This guy's just the first. Whatever your decision is, make it so you're comfortable with the next one, too. Home Depot can do it because they have a line out the door of people who can meet the minimum requirement. Is that your case? If not, then start figuring out how to accommodate different situations: a little pay bump for people who work weekends, or an exemption for people with a certain level of experience, or just tell him to take it or leave it.


----------



## Driftweed (Nov 7, 2012)

The scheduling isn't unreasonable. I've put my time in @ numerous factories that were setup same way.

At one of them second shift was scheduled 4 p.m. To whenever. They came in to finish first shift leftovers. Sometimes that was a 10 hr nite, other times a 2 hr night. Alot of factory work is weird scheduling. Heck most of the time you only know your schedule 1 week at a time.

Not all jobs are for everyone.


----------



## CarpenterSFO (Dec 12, 2012)

Driftweed said:


> Not all jobs are for everyone.


:thumbsup:


----------



## Rio (Oct 13, 2009)

A deal's a deal and if the dude wants to change the setup once he's agreed then he should understand that it's no hard feelings if he's shown the door, just business. 

Having said that it sounds like a terrible way to have one's work set up. With the uncertainty of when one will have to go to work it would be impossible to schedule one's life for other activities. What if one wanted to go to school in their off time, or join a softball team for weekend play?

On another note, anytime crews start running 7 day work weeks productivity plummets.


----------



## Pearce Services (Nov 21, 2005)

The OP is not breaking up the schedule to be difficult, or to suit a selfish need. The job requires this structure at times, if you don't like it, quit, no one makes anyone work anywhere. 

I guarantee that after he and the new girl break it off, he comes back looking for the same deal.


----------



## workingintx (May 8, 2010)

Pearce Services said:


> The OP is not breaking up the schedule to be difficult, or to suit a selfish need. The job requires this structure at times, if you don't like it, quit, no one makes anyone work anywhere.
> 
> I guarantee that after he and the new girl break it off, he comes back looking for the same deal.



So an update. I spoke to him this morning. He is going to follow the agreed upon job responsibilities. But two things in the conversation came up. He said he was burnt out I told him that I didn't understand what he was complaining about. He has been averaging only 30 hours a week but getting paid for 40 and he has only had to work 3 weekends out of the 10 weeks he's been here(and that was only a few hours on the weekend since I needed him to cover for one of my other guys). He also started complaining about his pay and said he wasn't getting paid what he felt he was worth. I pointed out that I'm paying him more than what he asked for when I first interviewed/hired him. He asked for $15, I am paying him $20 an hour with guaranteed 40. 

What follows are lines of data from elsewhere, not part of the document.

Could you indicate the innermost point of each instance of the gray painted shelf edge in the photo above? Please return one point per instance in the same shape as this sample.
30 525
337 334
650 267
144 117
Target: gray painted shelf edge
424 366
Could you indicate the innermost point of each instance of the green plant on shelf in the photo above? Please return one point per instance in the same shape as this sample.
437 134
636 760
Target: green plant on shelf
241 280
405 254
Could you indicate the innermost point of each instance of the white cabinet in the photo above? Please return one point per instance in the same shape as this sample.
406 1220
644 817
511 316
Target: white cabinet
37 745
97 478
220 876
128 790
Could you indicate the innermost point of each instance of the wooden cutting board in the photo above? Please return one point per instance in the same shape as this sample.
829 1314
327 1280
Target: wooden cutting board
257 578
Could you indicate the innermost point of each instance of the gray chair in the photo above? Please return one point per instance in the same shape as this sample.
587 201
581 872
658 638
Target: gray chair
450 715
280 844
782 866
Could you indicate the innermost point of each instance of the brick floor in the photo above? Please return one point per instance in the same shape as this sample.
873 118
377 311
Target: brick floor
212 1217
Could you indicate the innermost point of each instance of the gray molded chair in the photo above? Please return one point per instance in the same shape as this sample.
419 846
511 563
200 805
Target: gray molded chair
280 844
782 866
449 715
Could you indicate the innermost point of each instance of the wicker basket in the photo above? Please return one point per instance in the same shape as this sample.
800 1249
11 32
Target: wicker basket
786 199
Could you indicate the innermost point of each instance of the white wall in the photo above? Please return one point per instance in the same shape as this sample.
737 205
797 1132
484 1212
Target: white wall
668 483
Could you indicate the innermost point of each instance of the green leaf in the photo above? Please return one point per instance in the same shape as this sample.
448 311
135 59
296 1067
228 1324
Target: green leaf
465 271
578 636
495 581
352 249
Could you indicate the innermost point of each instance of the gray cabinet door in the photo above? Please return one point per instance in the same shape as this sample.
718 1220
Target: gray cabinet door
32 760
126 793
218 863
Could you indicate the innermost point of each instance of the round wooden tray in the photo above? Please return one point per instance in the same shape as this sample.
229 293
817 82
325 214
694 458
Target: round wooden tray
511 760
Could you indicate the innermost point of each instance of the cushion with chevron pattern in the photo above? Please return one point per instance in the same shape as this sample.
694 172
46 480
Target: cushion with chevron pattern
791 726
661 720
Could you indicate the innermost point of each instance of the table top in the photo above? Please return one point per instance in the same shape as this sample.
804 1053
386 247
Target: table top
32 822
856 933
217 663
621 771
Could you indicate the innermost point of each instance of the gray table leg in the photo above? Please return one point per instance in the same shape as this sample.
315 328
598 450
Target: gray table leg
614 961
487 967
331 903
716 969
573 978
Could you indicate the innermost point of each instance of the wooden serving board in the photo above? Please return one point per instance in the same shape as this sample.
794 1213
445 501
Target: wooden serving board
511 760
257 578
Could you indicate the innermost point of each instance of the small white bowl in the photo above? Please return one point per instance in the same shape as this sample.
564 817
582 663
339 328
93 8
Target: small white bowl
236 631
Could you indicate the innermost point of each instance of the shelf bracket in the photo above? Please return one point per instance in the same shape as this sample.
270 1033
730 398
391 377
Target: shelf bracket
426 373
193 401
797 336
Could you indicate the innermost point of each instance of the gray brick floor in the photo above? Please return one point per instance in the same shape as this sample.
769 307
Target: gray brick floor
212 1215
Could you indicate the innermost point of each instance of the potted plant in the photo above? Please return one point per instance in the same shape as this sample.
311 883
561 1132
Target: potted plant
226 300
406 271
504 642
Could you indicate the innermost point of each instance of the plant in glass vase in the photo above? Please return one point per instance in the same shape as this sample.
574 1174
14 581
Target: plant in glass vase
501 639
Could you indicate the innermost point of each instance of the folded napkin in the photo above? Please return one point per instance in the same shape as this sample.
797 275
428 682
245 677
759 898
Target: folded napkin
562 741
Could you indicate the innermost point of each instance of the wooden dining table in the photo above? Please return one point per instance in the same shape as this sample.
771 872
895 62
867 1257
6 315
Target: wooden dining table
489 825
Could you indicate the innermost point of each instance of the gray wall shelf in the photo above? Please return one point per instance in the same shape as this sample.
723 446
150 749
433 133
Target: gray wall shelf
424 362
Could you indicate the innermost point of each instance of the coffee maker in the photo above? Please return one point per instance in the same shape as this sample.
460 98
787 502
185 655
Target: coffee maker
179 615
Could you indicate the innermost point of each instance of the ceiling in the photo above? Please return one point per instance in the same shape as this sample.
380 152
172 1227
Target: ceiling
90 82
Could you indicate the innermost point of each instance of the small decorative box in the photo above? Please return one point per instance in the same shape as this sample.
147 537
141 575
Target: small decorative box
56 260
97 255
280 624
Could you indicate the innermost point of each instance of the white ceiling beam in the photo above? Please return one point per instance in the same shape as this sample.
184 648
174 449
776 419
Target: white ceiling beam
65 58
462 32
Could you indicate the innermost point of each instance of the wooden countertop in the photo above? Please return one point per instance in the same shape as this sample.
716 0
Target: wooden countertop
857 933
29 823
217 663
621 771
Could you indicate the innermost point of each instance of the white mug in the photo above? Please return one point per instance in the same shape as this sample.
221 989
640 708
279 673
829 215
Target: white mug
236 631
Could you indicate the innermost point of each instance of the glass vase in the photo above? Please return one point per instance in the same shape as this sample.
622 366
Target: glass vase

OH yeah, his girlfriend broke up with him last night after just 2 weeks. 

This is to much drama for me. I told him that as of today, this is his first/last warning and that he better get his attitude and head on straight otherwise, he won't last past the 90 day evaluation period. 

So the meeting ends and he's like "no problem, I understand, I won't be a problem going forward". 

We will see.


----------



## lawndart (Dec 3, 2006)

As a business owner with employees, I can't believe you made a deal like this with your employees. Paying them to sit home, because it's slow? You obviously have the cash flow to pay for lack of production.

Why not have them clean, the office, trucks, etc.... How about some charity work? Do some work around yours, a friends, or neighbors house?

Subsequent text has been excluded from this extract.